Oprawcy usłyszeli już zarzuty stosowania tortur i bezprawnego przetrzymywania. Ich ofiara była przez nich torturowana dwukrotnie - 10 i 12 sierpnia. Traktowali ją z niezwykłą brutalnością i sadyzmem. Mężczyznom chodziło o to, aby nie ujawnił prowadzonego przez nich handlu amfetaminą, którą sprzedawali polskim robotnikom na budowach. Amfetamina miała stymulować ich produkcyjność.

Podczas seansu tortur i upokorzeń, oprawcy zmusili swoją ofiarę do obcięcia sobie sutka.

Ofiara nie zgłosiła się od razu na policję

Te makabryczne wydarzenia miały miejsce w Molenbeek, w jednej z najgorszych dzielnic Brukseli. Za pierwszym razem mężczyzna nie zgłosił się na policję, tylko opowiedział o zdarzeniu swojej przyjaciółce. Ta, zamiast mu pomóc wydała go trzem sadystom.

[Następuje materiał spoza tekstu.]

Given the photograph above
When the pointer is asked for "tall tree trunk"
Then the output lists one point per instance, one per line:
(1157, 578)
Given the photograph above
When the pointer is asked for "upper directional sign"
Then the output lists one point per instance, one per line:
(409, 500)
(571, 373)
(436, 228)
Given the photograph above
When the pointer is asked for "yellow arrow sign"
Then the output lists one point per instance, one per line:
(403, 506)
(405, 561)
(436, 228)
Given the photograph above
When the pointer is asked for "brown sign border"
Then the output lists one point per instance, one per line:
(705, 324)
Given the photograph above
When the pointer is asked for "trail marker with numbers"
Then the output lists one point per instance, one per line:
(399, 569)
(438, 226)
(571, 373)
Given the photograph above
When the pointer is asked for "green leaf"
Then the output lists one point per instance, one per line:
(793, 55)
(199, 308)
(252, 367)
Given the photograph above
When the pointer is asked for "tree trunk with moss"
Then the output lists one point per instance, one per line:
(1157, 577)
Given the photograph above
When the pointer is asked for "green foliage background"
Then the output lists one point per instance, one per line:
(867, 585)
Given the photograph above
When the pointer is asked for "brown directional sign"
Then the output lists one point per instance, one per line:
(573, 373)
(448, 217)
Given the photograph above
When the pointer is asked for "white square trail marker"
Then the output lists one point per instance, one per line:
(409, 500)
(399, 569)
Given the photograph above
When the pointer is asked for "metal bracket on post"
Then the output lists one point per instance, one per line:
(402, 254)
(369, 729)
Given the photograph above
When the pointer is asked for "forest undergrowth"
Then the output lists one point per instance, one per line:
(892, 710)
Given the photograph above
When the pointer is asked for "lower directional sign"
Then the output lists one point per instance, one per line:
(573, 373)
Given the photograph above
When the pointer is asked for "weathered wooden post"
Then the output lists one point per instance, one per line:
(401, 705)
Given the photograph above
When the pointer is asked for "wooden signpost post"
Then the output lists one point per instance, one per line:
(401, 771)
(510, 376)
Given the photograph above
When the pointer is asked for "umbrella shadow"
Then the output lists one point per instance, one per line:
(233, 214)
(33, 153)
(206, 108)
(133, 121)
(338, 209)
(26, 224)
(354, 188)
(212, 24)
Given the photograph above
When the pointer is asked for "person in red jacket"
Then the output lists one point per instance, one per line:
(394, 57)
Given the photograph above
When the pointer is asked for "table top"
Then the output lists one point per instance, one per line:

Mężczyzna był więc znowu więziony i torturowany. Gdy został wypuszczony, zgłosił się na komisariat policji i złożył zeznania. Dwóch sprawców zatrzymano, trzeciemu udało się zbiec. Jeden z zatrzymanych przyznał się do stawianych mu zarzutów, drugi zaś wszystkiemu zaprzecza.